Revised Nurse Staffing Bill Signed into Law
A bill that would hold hospitals accountable for their own nurse staffing standards was signed into law Thursday.
Engrossed Second Substitute HB 5236 was asking for more regulation on hospital staffing standards, along with amending meal/rest breaks and overtime provisions for health care employees.
Earlier in the 2023 Legislative Session, stakeholders debated on the proposed nurse-to-patient ratios in the bill.
Opponents claimed that this bill would create strict staffing ratios and reduce access to healthcare, while supporters claimed that it would hold hospitals accountable and prevent nurse burnout.
Confluence Health’s Chief Nursing Officer Kelly Allen said the proposed nurse-to-patient ratios were too rigid and were not feasible with the amount of nurses currently available within the state.
“It's not a not a mystery to anyone that we have a nursing shortage in Washington State,” Allen said.
Back in January, two nurses/union officers working at Confluence Health expressed their own problems with understaffing and burnout in the workplace.
Allen said the pipeline between educating nurses and employing nurses is broken and that the proposed nursing ratios in the bill needed a firm foundation before potentially limiting access to healthcare.
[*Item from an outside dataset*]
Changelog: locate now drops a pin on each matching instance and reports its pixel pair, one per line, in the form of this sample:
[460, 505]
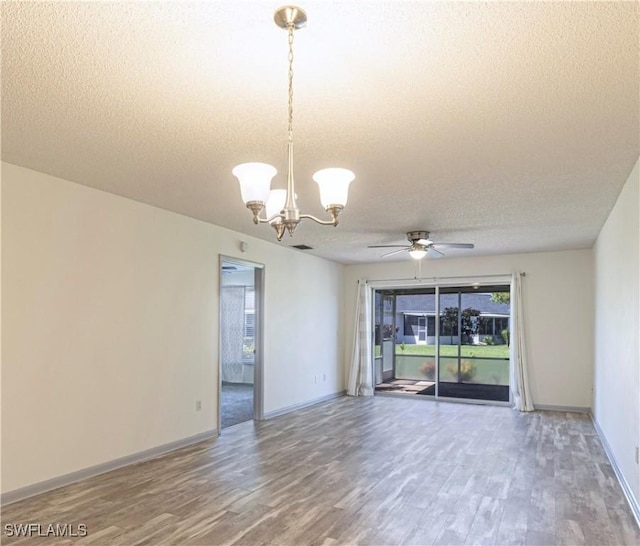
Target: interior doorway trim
[258, 387]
“You can't build a house without a foundation, and the foundation of nursing is nursing education,” Allen said. “If there are not enough nursing programs, and if they are not funded well enough by the state, you have no foundation.”
SB 5582, a bill expanding educational opportunities for prospective nurses was also recently signed into law.
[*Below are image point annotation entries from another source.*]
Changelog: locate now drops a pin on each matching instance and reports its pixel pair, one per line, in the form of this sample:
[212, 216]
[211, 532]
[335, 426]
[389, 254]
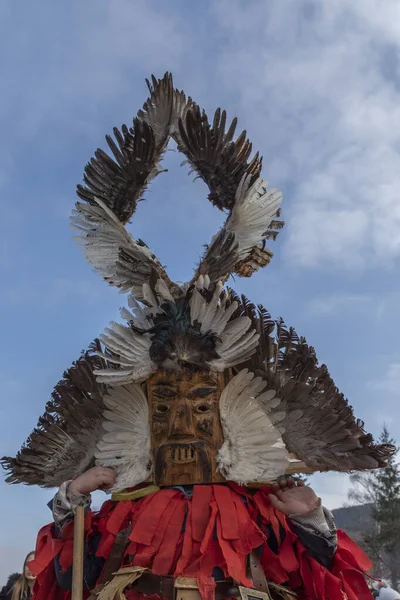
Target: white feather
[125, 445]
[102, 237]
[252, 213]
[132, 350]
[253, 449]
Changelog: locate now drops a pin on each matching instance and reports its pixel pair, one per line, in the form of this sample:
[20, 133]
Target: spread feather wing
[218, 159]
[126, 349]
[240, 245]
[64, 442]
[317, 424]
[112, 251]
[125, 445]
[120, 183]
[237, 340]
[253, 449]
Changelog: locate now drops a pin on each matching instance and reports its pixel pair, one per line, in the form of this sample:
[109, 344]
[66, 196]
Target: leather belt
[150, 584]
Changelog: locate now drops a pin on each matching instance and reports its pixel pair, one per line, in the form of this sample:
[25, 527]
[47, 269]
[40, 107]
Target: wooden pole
[77, 563]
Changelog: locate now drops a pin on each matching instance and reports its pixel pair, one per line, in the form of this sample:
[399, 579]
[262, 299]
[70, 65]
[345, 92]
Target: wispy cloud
[390, 380]
[320, 82]
[333, 303]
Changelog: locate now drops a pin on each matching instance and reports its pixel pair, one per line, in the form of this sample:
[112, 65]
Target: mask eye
[162, 409]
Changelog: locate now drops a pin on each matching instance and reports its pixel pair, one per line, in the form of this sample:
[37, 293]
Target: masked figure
[193, 411]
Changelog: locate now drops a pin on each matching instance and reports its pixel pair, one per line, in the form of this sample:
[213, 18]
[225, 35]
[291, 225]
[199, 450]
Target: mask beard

Washington State Nurses Association’s (WSNA) Director of Government Affairs Kathryn Weiss said that nurse staffing has been a problem for several years and that hospitals have already had to close down units due to lack of care personnel.
Weiss said that hospitals were generally looking to maintain the status quo, while their union wanted more substantial reform.
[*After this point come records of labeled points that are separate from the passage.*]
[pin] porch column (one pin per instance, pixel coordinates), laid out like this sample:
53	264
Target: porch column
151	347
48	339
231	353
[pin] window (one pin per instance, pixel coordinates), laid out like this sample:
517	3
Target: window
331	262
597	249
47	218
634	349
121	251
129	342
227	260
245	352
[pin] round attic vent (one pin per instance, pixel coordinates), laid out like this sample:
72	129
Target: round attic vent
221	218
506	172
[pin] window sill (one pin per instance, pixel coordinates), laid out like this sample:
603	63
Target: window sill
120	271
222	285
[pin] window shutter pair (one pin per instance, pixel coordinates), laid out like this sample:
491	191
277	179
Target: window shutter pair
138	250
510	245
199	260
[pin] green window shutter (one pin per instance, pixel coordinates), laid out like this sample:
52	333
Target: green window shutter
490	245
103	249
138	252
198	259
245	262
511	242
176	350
“We really wanted a drastic solution for this really drastic problem that we've been seeing in which nurses and healthcare workers have been burning out at extraordinary rates because they've been asked to take on more and more patients, more and more responsibility,” Weiss said.
Although the proposed nurse-to-patient ratios were removed, hospitals would still need to set their own staffing standards, follow them, and report their findings to the Department of Health.
In 2008, legislators passed a law requiring all hospitals to have a staffing committee and was revised in 2017.
Weiss said there has been minimal accountability from hospitals on submitting staffing reports since that revision.
“One of the things that one of the amendments did was increased enforcement around those staffing plans so that if hospitals fail to create or submit those staffing plans and submit them to the Department of Health, there will now be consequences,” Weiss explained.
Hospitals would need to comply with their staffing plans 80% of the time.
According to the bill, the Department of Health (DOH) could fine hospitals $10,000 a month if they fail to post staffing plans or meet their own set standards.
Hospitals can begin drafting a staffing plan on July 1, 2025.